M. Patrick Le Lidec, chargé de recherche au CNRS et à Sciences Po . - Nous n'avons pas beaucoup employé le terme de contractualisation, qui est pourtant utilisé dans plusieurs pays européens. Un contrat est conclu pour la durée du mandat ou de la fonction. La professionnalisation est un processus inéluctable.

M. Jean-Marie Bockel, président . - Existe-t-il, en Allemagne, un processus de formation des candidats, puis des nouveaux élus ?

M. Patrick Le Lidec, chargé de recherche au CNRS et à Sciences Po . - Il n'existe pas de processus de formation des candidats. En revanche, nous observons partout une élévation très forte du niveau de diplôme à l'entrée, ainsi qu'un resserrement des professions. Ainsi, les enseignants sont davantage présents dans la représentation élective, à tous les échelons, car ils peuvent se permettre de dégager du temps. Les professions libérales ont longtemps pu se le permettre également. Aujourd'hui, les collaborateurs d'élus ont un poids extrêmement important. Pour devenir élu, il faut être fonctionnaire territorial ou collaborateur d'élu. Les collaborateurs d'élus ont pris une place tout à fait essentielle dans la représentation politique. Il s'agit d'un véritable bouleversement par rapport à ce qu'étaient encore les élites politiques dans les années 70, lorsque la profession agricole était totalement dominante dans les communes rurales.
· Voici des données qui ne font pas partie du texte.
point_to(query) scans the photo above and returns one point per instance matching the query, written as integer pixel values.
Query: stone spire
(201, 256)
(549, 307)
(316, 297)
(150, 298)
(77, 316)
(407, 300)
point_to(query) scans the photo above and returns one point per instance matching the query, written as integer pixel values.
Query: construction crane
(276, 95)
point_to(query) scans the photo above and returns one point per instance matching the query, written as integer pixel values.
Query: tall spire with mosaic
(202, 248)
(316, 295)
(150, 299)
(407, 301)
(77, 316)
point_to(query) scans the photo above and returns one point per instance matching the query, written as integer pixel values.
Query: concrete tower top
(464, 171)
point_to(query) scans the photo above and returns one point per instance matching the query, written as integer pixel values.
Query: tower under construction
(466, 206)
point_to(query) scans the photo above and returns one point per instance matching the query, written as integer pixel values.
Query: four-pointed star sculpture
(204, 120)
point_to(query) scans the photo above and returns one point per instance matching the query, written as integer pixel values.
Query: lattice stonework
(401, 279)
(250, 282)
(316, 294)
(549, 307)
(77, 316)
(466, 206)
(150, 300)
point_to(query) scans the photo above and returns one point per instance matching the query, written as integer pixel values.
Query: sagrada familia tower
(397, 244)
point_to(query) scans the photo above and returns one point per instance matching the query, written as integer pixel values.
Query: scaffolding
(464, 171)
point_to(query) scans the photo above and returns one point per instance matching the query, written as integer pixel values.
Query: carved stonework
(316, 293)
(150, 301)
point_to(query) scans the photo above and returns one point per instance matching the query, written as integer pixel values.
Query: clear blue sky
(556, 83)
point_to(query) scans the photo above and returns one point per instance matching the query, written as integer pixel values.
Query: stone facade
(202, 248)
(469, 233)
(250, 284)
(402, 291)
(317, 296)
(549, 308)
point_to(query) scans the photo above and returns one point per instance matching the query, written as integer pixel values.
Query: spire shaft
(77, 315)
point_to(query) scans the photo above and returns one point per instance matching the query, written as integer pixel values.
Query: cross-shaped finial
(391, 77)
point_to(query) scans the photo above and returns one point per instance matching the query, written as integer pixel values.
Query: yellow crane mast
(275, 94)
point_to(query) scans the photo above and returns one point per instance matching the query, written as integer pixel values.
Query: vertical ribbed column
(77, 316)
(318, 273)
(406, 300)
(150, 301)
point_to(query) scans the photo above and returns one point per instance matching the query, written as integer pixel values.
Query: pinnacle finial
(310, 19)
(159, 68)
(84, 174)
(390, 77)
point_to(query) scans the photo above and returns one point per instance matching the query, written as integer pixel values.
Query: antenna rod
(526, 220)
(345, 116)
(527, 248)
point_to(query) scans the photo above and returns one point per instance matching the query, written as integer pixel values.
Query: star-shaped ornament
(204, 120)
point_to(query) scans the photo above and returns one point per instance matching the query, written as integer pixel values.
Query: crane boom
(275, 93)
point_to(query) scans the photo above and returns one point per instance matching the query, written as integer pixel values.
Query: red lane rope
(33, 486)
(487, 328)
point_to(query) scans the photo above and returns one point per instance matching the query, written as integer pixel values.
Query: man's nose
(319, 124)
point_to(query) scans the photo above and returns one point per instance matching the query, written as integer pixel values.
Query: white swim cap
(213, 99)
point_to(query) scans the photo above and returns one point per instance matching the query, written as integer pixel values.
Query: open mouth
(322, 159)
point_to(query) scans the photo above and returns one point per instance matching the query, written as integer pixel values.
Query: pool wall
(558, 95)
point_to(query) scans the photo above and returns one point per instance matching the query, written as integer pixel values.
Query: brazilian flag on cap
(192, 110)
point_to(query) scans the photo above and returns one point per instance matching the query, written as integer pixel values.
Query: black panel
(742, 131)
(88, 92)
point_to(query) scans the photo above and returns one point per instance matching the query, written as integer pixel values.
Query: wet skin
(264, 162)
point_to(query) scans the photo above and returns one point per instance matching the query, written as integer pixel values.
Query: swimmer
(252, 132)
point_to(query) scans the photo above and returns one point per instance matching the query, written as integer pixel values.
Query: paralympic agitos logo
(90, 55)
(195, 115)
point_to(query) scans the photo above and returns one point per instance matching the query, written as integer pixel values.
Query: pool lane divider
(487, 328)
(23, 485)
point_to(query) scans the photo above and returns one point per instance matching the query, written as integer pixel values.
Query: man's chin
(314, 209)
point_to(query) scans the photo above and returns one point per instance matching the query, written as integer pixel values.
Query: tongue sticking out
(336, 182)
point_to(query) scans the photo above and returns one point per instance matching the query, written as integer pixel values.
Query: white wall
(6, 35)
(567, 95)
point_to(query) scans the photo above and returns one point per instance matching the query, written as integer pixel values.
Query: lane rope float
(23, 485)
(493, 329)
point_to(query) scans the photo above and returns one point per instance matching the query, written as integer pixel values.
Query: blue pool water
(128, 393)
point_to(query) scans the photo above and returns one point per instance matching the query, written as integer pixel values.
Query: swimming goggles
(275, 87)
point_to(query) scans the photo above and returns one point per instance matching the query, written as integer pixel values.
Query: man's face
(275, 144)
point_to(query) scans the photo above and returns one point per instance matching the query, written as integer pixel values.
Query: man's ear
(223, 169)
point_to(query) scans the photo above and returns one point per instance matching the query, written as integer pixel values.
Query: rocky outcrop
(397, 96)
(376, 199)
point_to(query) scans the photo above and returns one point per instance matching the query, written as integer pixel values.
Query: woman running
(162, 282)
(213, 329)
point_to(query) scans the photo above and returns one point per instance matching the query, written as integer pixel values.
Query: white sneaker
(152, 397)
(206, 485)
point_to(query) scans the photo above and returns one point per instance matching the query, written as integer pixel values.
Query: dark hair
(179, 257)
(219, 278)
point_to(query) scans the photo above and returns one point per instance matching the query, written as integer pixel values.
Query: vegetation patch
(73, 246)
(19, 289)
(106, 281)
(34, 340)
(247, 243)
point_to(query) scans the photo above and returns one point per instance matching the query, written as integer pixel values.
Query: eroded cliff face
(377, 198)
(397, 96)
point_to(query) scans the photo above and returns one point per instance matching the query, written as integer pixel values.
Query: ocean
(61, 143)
Mme Élodie Lavignotte, chercheuse associée au CERA . - Un travail me semble nécessaire sur les idées reçues et la notion d'acceptabilité de l'opinion. On pense beaucoup la notion de statut en fonction de ce que l'opinion pourrait penser. L'entrée dans le mandat pose un enjeu de pédagogie : qu'est-ce que la fonction d'élu ? Qu'en attend-on exactement ? Quels moyens nous donnons-nous afin que tout le monde puisse avoir envie de l'exercer ? S'agissant de l'exercice du mandat, il convient de remettre en question l'idée de fonctionnarisation. Plus de 20 % des agents publics sont contractuels, et cela ne gêne personne. Être agent public, ce n'est pas être fonctionnaire à vie. Enfin, en sortie de mandat, la notion de validation des acquis de l'expérience est très importante en vue de permettre à un élu de revenir facilement dans la vie active.

M. Jean-Marie Bockel, président . - Nous avons beaucoup de questions à creuser. Merci beaucoup pour ces échanges passionnants.